Subjects and Blood Collection

Blood samples from 25 smokers and 25 nonsmokers were obtained from the “Methodology and Development of Tobacco Related Biomarkers” biorepository at the Masonic Cancer Center and Tobacco Research Programs. Collection of these samples was approved by the University of Minnesota Human Research Protection Programs Institutional Review Board (IRB Study no. 0908M70881). All subjects were at least 18 years old, not pregnant or breastfeeding, and were in good physical and mental health. Additional criteria for smokers included smoking at least 10 cigarettes per day (CPD), having been a smoker for at least 5 years with no change greater than 50% in CPD or brand in the last year, and not using any other tobacco products in the last 6 months. Nonsmokers were required to have smoked less than 100 cigarettes in their lifetime and were not using any tobacco products regularly. Smoking status was confirmed by expired carbon monoxide (CO) levels.

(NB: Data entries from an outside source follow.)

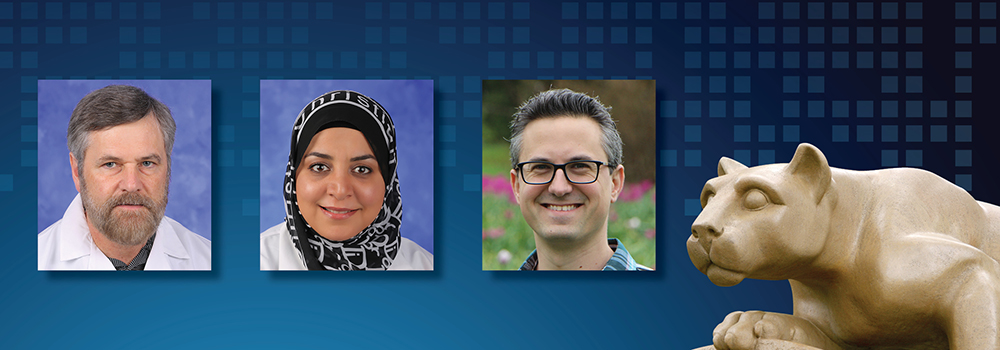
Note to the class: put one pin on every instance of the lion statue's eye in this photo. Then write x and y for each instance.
(755, 199)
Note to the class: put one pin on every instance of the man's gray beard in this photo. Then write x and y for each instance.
(125, 228)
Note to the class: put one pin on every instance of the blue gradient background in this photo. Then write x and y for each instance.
(190, 103)
(458, 45)
(410, 103)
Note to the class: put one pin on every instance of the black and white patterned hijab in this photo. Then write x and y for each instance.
(376, 246)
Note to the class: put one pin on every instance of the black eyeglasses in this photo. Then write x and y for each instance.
(578, 172)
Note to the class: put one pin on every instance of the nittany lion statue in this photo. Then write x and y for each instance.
(885, 259)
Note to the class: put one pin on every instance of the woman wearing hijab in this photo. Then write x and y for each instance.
(341, 190)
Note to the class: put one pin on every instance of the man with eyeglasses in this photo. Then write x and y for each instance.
(566, 156)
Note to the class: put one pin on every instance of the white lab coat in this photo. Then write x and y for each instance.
(67, 245)
(277, 252)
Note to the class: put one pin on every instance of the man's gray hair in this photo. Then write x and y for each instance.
(566, 102)
(111, 106)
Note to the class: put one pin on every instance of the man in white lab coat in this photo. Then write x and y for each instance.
(120, 140)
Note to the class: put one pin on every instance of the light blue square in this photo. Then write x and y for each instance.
(963, 158)
(692, 10)
(790, 35)
(765, 133)
(866, 133)
(349, 59)
(790, 85)
(963, 109)
(692, 158)
(765, 10)
(765, 35)
(963, 133)
(692, 35)
(446, 35)
(717, 59)
(570, 10)
(790, 133)
(692, 109)
(495, 35)
(963, 84)
(692, 59)
(447, 10)
(765, 59)
(914, 35)
(741, 109)
(790, 59)
(841, 133)
(717, 35)
(890, 35)
(668, 157)
(546, 59)
(866, 35)
(643, 59)
(470, 35)
(890, 158)
(939, 133)
(890, 133)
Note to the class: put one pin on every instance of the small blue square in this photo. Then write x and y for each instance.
(841, 133)
(963, 84)
(717, 35)
(963, 158)
(692, 35)
(472, 109)
(471, 35)
(570, 10)
(890, 84)
(815, 109)
(866, 133)
(790, 109)
(472, 84)
(890, 158)
(765, 59)
(348, 60)
(790, 59)
(373, 10)
(741, 133)
(963, 35)
(692, 207)
(446, 35)
(717, 59)
(890, 133)
(741, 109)
(668, 157)
(963, 133)
(447, 10)
(765, 133)
(692, 84)
(914, 109)
(522, 10)
(570, 59)
(692, 158)
(643, 59)
(790, 35)
(765, 10)
(914, 133)
(939, 133)
(765, 35)
(890, 35)
(692, 109)
(471, 10)
(963, 109)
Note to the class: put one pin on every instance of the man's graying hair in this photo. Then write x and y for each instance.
(111, 106)
(566, 102)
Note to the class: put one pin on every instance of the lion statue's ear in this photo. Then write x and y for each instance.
(810, 164)
(728, 166)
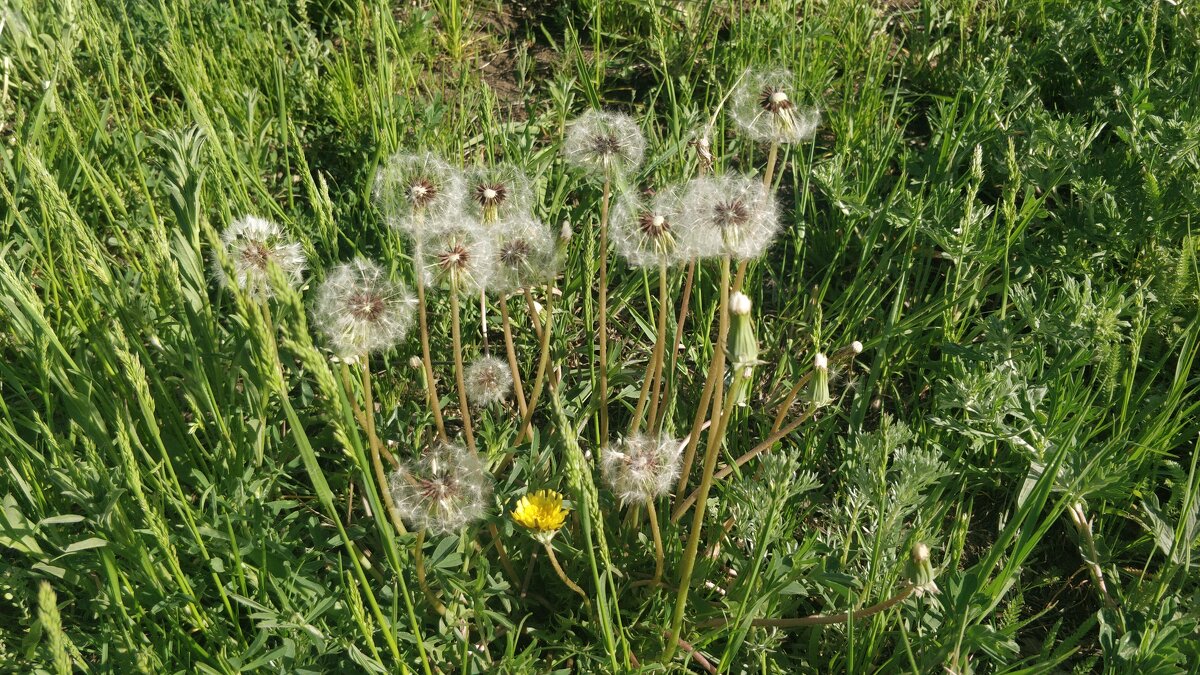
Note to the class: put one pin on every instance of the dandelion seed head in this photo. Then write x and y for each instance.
(642, 467)
(604, 143)
(765, 107)
(417, 190)
(523, 250)
(443, 490)
(252, 244)
(360, 310)
(645, 230)
(489, 381)
(457, 256)
(727, 215)
(498, 192)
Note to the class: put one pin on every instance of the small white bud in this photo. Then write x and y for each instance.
(739, 304)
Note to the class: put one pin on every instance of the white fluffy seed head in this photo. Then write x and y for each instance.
(642, 467)
(604, 143)
(727, 215)
(646, 230)
(360, 310)
(522, 254)
(497, 192)
(414, 190)
(489, 381)
(765, 106)
(457, 256)
(739, 304)
(252, 244)
(443, 490)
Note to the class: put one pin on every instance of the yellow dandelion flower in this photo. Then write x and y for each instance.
(541, 512)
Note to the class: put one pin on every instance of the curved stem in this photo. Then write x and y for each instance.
(376, 461)
(456, 335)
(513, 356)
(558, 568)
(431, 383)
(540, 377)
(653, 514)
(419, 563)
(603, 332)
(715, 437)
(821, 619)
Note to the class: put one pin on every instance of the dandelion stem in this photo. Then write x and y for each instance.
(532, 305)
(540, 377)
(419, 563)
(715, 437)
(430, 381)
(675, 346)
(513, 356)
(558, 568)
(603, 333)
(653, 515)
(456, 336)
(660, 340)
(821, 619)
(376, 461)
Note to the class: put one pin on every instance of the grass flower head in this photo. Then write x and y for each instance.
(727, 215)
(642, 467)
(489, 381)
(605, 143)
(645, 231)
(541, 513)
(765, 106)
(443, 490)
(252, 244)
(360, 310)
(413, 189)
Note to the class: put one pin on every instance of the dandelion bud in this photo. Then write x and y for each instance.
(645, 232)
(819, 393)
(252, 245)
(360, 310)
(919, 572)
(729, 215)
(765, 107)
(443, 490)
(606, 144)
(489, 381)
(641, 469)
(414, 191)
(498, 192)
(743, 347)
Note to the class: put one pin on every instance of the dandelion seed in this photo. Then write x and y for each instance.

DNA Isolation from Human Leukocytes

DNA isolation from human blood samples was performed using the commercial protocol for DNA purification from buffy coat (Qiagen, Valencia, CA) with several modifications. Briefly, 3 mL of red blood cell lysis solution was added to 1 mL of buffy coat prepared from 10 mL of blood. The leukocyte pellet was collected by centrifugation (3000 × g, 10 min) and mixed with 5 mL of cell lysis solution. Proteinase K (2 μL of 20 mg/mL solution) was added, and the mixture was incubated at room temperature overnight with gentle shaking. The following day, 50 μL of RNase A solution (4 mg/mL) was added, and the sample was incubated at room temperature for 2 h. Protein precipitation solution (1.5 mL) was added to the cell lysate, and the sample was vortex-mixed for 30 s and centrifuged (3000 × g, 10 min) to remove proteins. DNA was precipitated from the supernatant by the addition of 5 mL of isopropanol. The DNA pellet was washed with 2 mL of 70% ethanol in H2O and then 2 mL of 100% ethanol. DNA was dried under a stream of nitrogen and stored at −20 °C until use. Potential RNA contamination was assessed by HPLC analysis of enzymatically hydrolyzed DNA samples for uridine. No uridine was detected. In a previously published study, addition of antioxidants during DNA isolation did not affect the measured M1dG levels, suggesting that artifactual formation of M1dG is minimal during this step.[19]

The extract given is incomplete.